The brands on the show floor weren’t the mainstays everyone knows, but they brought their A-game just the same. Sun Bum, a sunblock company that bills itself as “just a group of friends that make trusted products for our small beach community,” won the unofficial Coolest Booth award. Its sprawling, banana-yellow booth had a center plot on the show floor and a bespoke ice cream truck, but it was the full-time DJ blasting out hip-hop, disco, and classic rock remixes that set the tone for the whole show.
Still, Sun Bum was the outlier with the sheer grandeur of its booth. Size didn’t matter in 2024; it was all about good vibes. Ron Burgundy strolled the floor on behalf of Shopify, but seemed to have no other job besides spreading good cheer with a jazz flute. And then there was a giant flamingo that did … well, giant flamingo stuff.
The show didn’t feel like it was missing anything — except maybe the crotchety old journalists gossiping over how much the show had changed since the glory days. Believe me, I’m the first one eating crow for that one. I learned quickly nobody cared what the show used to be; they were all keenly interested in the show they were at.

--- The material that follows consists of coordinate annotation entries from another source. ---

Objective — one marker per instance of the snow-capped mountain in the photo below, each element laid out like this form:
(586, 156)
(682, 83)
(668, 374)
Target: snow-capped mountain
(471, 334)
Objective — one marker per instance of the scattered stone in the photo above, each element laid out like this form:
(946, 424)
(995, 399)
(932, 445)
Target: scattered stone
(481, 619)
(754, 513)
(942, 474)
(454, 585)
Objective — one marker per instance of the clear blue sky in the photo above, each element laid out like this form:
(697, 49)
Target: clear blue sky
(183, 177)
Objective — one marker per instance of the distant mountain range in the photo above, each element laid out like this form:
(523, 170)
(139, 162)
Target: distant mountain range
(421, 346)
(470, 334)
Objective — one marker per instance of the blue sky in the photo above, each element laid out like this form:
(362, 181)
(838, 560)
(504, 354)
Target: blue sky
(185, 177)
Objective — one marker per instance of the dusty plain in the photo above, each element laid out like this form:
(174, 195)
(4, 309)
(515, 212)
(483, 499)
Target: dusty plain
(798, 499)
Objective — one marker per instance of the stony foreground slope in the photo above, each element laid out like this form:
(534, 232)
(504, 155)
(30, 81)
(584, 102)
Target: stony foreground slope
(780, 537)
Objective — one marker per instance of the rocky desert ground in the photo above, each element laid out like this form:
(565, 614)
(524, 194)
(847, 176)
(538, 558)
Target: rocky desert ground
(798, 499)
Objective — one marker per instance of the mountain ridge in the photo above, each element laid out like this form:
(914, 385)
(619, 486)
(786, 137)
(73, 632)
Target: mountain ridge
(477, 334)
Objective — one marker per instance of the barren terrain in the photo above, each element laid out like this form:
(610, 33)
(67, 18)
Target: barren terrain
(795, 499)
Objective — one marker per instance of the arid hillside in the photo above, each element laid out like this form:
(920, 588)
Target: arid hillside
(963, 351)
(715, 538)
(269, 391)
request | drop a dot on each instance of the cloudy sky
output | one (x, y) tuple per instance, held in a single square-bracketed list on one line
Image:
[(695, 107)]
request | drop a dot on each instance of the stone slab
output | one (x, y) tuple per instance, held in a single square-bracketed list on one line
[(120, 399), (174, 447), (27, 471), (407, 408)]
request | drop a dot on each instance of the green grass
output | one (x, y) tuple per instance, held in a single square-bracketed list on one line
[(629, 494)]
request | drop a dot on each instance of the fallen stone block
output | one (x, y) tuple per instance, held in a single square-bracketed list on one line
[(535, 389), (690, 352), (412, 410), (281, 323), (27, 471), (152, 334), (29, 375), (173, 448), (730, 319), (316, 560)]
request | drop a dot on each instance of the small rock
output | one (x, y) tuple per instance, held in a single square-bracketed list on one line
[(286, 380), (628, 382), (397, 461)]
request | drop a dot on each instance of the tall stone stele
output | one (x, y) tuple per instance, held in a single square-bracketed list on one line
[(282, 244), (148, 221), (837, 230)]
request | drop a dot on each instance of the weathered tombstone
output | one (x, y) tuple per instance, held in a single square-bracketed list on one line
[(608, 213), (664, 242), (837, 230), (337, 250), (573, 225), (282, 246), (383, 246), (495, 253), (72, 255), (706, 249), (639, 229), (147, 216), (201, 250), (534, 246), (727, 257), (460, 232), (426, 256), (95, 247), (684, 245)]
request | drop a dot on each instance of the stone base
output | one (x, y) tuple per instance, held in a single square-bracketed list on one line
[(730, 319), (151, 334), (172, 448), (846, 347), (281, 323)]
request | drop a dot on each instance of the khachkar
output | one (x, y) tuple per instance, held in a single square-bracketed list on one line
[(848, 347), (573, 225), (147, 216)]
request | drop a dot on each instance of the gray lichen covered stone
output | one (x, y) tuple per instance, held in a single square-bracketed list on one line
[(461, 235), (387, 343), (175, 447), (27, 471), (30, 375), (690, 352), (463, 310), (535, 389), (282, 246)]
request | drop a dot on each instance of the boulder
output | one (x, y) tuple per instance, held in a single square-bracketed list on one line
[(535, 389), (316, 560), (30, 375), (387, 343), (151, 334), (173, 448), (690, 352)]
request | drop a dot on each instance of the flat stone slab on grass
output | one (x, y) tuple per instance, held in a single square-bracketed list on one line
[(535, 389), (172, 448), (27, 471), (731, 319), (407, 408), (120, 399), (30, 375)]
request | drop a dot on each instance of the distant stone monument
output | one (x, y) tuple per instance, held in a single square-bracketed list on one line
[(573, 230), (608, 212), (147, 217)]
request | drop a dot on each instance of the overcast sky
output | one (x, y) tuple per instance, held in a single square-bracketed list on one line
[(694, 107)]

Even before OR’s sharp downturn, brand reps lamented how expensive the show was, how chaotic and stressful the preparation and setup were, and how nominal the return for all that work. The old OR may have been lively, but it wasn’t always happy.
This year marked the first time in a long time the show felt unanimously positive. From the business side, GearJunkie got face time with brands it likely never would have encountered at past shows — our Best In Show roundup attests to that. As a bellwether of the industry, this show gave identity to the crop of new products, people, and ideas coming up.
“I thought there was going to be a larger presence from the bigger industry brands … the word on the street is that the bigger brands have stopped showing up for a variety of reasons,” admitted Umair Baig, co-founder of the Canadian brand Impetro Gear, which made its first North American trade show appearance at this summer’s OR. “As a small brand and business, you reach a point where you have to try and make a splash, put yourself out there, and see where you land. Nothing ventured, nothing gained.”
The Future’s in Good Hands
The truth is, there are no such things as ghosts. They’re all just memories — some so powerful they feel like they’re just at the very tip of reality, so close you’d swear you can still see them.
For a time, Outdoor Retailer was one great big melting pot of memories, many of them good. Some of the best times I’ve had in this business happened at this show, from the editorial team crashing a fancy dinner party and belly-flopping into a backyard pool, to a couple of us beating out Gear Patrol’s editors in a skeet shooting competition.
It’s been fun, there’s no question. And if you were there, you already know. If you weren’t there, good news: the show is yours now. When you go, make some friends and good memories. And don’t pay attention to anyone who tells you what it used to be — those are just ghost stories.